La differenza tra difficoltà e problema
Sarà un periodo difficile? Si, forse, ma se mi aggrappo all’etimologia della parola difficile e scopro che DIS-FACILEM significa proprio il contrario di ciò che è facile, ovvero di ciò che so fare, di ciò che è fattibile. Quindi una difficoltà è che qualcosa che (ancora) non so fare.
Perchè ci ostiniamo a pensare che le difficoltà siano un problema? Non è cosi. Il problema PRO-BALLEIN deriva dal stare di fronte a qualcosa e non sapere cosa fare.

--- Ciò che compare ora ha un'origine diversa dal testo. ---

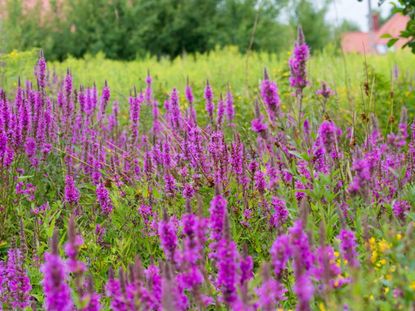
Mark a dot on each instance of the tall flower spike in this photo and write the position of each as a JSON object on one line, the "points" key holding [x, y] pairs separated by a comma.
{"points": [[71, 192], [227, 266], [209, 100], [18, 283], [298, 64], [41, 70]]}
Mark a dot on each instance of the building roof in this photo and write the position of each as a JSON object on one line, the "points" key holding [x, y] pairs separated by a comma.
{"points": [[358, 42]]}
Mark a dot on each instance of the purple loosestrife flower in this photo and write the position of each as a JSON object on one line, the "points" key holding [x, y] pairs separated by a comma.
{"points": [[260, 182], [280, 252], [270, 96], [280, 215], [209, 100], [297, 62], [188, 191], [168, 237], [149, 90], [55, 286], [41, 71], [270, 292], [173, 297], [30, 147], [170, 184], [68, 83], [221, 111], [325, 91], [227, 260], [246, 266], [400, 209], [152, 275], [18, 283], [71, 192], [348, 247], [104, 199], [258, 125]]}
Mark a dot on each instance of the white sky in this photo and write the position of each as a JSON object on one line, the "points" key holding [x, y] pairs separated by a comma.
{"points": [[355, 11]]}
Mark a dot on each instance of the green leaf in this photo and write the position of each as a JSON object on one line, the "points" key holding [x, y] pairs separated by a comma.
{"points": [[391, 42]]}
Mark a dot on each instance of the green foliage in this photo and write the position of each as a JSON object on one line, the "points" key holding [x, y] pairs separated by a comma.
{"points": [[124, 29]]}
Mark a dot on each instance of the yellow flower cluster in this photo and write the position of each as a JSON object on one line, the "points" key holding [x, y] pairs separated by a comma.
{"points": [[378, 248]]}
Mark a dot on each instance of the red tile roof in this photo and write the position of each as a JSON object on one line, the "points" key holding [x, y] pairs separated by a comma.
{"points": [[358, 42]]}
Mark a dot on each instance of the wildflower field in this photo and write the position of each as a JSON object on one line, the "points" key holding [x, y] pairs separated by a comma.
{"points": [[208, 182]]}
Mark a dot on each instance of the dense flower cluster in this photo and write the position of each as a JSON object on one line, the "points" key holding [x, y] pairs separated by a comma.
{"points": [[195, 192]]}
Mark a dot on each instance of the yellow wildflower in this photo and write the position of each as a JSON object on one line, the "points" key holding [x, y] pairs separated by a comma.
{"points": [[383, 245], [374, 256]]}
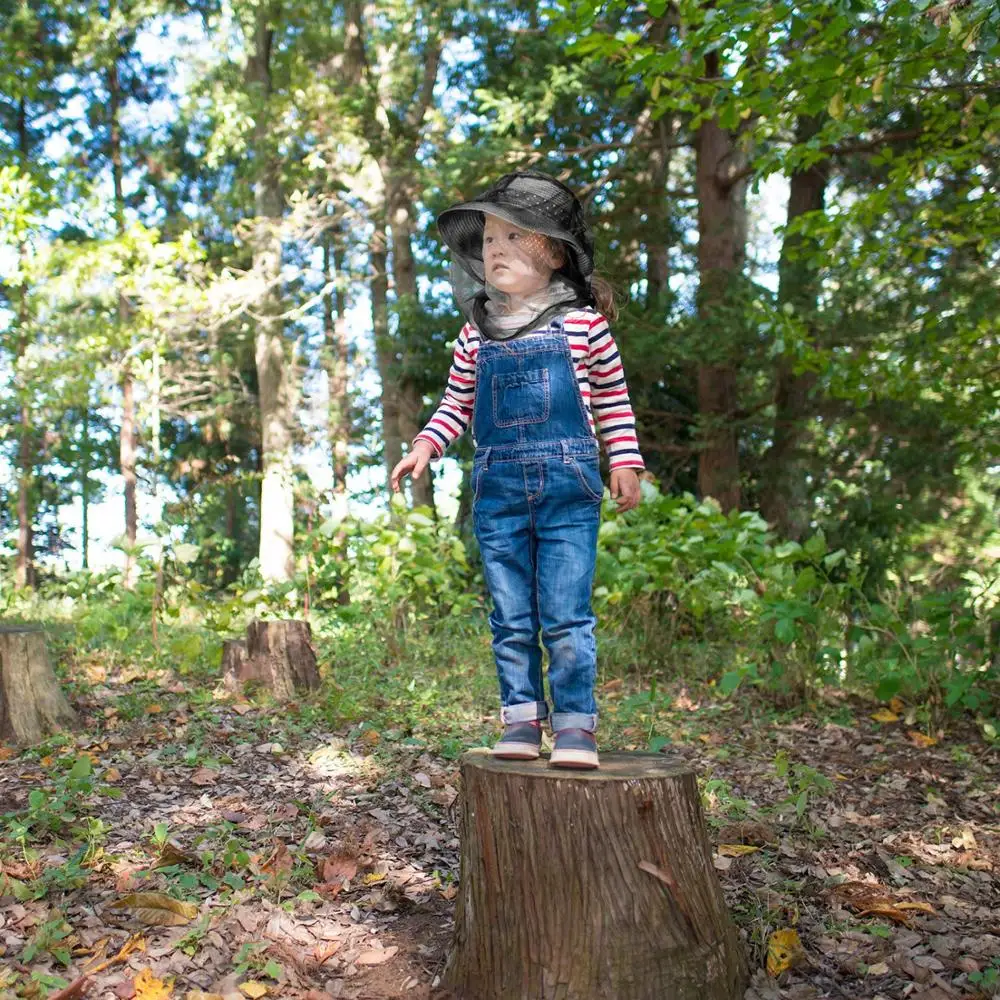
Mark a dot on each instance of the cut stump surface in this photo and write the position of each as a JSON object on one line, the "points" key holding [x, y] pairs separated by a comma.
{"points": [[589, 885], [32, 705]]}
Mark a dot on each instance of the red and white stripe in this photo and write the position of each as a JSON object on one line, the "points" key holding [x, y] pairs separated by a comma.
{"points": [[599, 374]]}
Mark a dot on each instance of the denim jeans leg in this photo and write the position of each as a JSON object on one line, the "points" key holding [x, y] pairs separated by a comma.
{"points": [[503, 529], [566, 526]]}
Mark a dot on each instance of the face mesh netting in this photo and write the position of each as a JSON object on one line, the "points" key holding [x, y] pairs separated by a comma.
{"points": [[521, 253]]}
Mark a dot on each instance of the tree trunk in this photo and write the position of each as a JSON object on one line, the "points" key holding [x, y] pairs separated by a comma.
{"points": [[588, 885], [127, 436], [127, 457], [85, 485], [400, 197], [721, 245], [392, 442], [335, 331], [280, 655], [32, 705], [276, 395], [784, 489], [25, 569], [237, 668]]}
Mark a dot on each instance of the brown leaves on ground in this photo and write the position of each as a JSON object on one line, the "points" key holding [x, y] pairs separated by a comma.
{"points": [[157, 909]]}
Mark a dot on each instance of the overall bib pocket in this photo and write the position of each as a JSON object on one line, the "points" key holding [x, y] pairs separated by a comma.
{"points": [[589, 474], [521, 397]]}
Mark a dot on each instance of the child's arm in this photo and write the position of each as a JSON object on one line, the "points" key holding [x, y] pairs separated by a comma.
{"points": [[613, 415], [454, 414]]}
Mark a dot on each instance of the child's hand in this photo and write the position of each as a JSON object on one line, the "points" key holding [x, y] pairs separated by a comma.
{"points": [[625, 489], [415, 462]]}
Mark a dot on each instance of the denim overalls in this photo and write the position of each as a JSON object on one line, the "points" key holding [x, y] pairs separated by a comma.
{"points": [[536, 509]]}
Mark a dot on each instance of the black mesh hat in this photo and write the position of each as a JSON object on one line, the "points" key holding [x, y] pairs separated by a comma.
{"points": [[533, 201]]}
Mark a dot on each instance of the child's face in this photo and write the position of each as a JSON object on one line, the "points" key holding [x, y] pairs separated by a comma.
{"points": [[517, 260]]}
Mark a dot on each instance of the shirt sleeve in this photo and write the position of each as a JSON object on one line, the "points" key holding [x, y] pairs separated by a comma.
{"points": [[609, 399], [453, 416]]}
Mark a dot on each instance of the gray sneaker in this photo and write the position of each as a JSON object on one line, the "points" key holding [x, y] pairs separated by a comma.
{"points": [[575, 748], [520, 741]]}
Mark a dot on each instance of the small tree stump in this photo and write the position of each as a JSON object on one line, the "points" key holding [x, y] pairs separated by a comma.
{"points": [[32, 705], [237, 668], [589, 885], [280, 656]]}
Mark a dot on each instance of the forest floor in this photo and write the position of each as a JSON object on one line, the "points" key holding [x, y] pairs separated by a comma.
{"points": [[286, 856]]}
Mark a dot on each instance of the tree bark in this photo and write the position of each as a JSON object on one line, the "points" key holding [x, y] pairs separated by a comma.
{"points": [[335, 335], [409, 401], [25, 568], [32, 705], [721, 247], [275, 388], [784, 489], [588, 885], [237, 667], [127, 436], [392, 441]]}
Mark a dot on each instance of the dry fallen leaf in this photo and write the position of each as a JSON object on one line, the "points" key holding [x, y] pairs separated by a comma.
{"points": [[157, 909], [376, 956], [884, 715], [338, 867], [148, 987], [324, 952], [280, 862], [784, 951]]}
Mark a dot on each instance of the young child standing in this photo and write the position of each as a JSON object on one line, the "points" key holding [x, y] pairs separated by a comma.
{"points": [[537, 374]]}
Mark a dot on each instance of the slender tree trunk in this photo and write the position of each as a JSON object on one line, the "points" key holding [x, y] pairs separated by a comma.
{"points": [[127, 436], [392, 442], [658, 246], [335, 335], [85, 484], [404, 272], [274, 378], [721, 245], [25, 568], [784, 487]]}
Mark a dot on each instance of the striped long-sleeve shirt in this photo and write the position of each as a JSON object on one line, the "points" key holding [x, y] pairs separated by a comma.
{"points": [[599, 373]]}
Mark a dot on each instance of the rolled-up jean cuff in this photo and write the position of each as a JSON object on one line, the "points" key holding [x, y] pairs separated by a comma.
{"points": [[527, 712], [573, 720]]}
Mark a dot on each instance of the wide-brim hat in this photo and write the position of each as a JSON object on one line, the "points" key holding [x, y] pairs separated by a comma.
{"points": [[531, 200]]}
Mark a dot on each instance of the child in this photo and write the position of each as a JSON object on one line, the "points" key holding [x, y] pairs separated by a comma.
{"points": [[534, 371]]}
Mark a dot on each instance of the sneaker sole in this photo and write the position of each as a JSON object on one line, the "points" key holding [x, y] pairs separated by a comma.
{"points": [[581, 760], [516, 751]]}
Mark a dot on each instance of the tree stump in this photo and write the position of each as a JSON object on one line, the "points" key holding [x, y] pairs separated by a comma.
{"points": [[279, 655], [237, 668], [32, 705], [589, 885]]}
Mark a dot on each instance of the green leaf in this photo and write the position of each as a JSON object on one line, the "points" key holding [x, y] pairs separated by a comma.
{"points": [[82, 767], [785, 630], [730, 681]]}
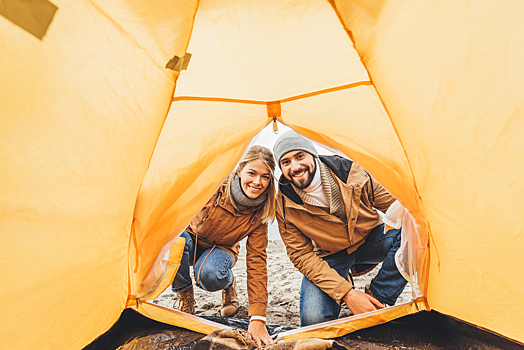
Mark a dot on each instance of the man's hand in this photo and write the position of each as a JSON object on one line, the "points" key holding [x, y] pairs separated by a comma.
{"points": [[359, 302], [257, 330]]}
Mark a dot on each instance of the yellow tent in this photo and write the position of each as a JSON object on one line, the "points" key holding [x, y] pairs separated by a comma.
{"points": [[108, 147]]}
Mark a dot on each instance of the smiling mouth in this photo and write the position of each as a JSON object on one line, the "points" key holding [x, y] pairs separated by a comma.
{"points": [[299, 173]]}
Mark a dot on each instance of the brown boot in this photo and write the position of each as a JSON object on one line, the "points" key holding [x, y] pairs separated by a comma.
{"points": [[229, 301], [185, 301]]}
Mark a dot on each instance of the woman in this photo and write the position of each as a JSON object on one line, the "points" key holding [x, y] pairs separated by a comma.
{"points": [[241, 207]]}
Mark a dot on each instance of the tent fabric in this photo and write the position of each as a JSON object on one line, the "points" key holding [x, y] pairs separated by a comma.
{"points": [[101, 170]]}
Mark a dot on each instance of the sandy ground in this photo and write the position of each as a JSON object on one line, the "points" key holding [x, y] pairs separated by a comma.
{"points": [[283, 287]]}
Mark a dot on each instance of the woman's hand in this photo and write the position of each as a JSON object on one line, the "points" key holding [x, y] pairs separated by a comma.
{"points": [[359, 302], [257, 330]]}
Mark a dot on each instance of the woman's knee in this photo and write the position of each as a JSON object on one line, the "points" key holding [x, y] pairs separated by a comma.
{"points": [[211, 277]]}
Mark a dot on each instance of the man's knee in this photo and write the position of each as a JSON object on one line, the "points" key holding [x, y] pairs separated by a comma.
{"points": [[210, 278], [312, 315]]}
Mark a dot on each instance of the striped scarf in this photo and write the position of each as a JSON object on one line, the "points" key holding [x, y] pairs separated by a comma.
{"points": [[332, 191]]}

La differenza tra difficoltà e problema è la volontà di agire. Il problema rimane finchè lo si contempla senza l’intenzione di agire, ma si trasforma in qualcosa che da difficile può essere sviscerato fino a diventare facile quindi risolvibile, con l’aiuto dell’azione e forse con una strategia. Grazie a Fabio Alessandri, amico caro, formatore di insegnanti e acuto osservatore della realtà. Fabio si dedica all’approfondimento dell’opera di Rudolf Steiner e opera attualmente in Toscana, maggiori informazioni sulle sue proposte formative per genitori e insegnanti su www.triartis.it
L’etimologia delle parole
Chi mi legge da 10 anni sa che spesso vado a scavare nell’etimologia delle parole perchè quella è davvero spregiudicata. L’etimologia non mente, non è influenzata dall’opinione delle altre parole, non si vergogna di se stessa. E cosi a volte scopro cose incredibili come queste: come imparare ad accettare le idee degli altri oppure da dove viene la capacità di commuoversi.
Largo ai piccoli
Che dire di Emilio 6 anni? La prima elementare nella scuoletta pubblica sotto casa, con il maestro fricchettone e il tempo pieno mi ha lasciato in osservazione per gran parte dell’anno e ho un sacco di cose da raccontarvi. Lo farò nei prossimi giorni, promesso.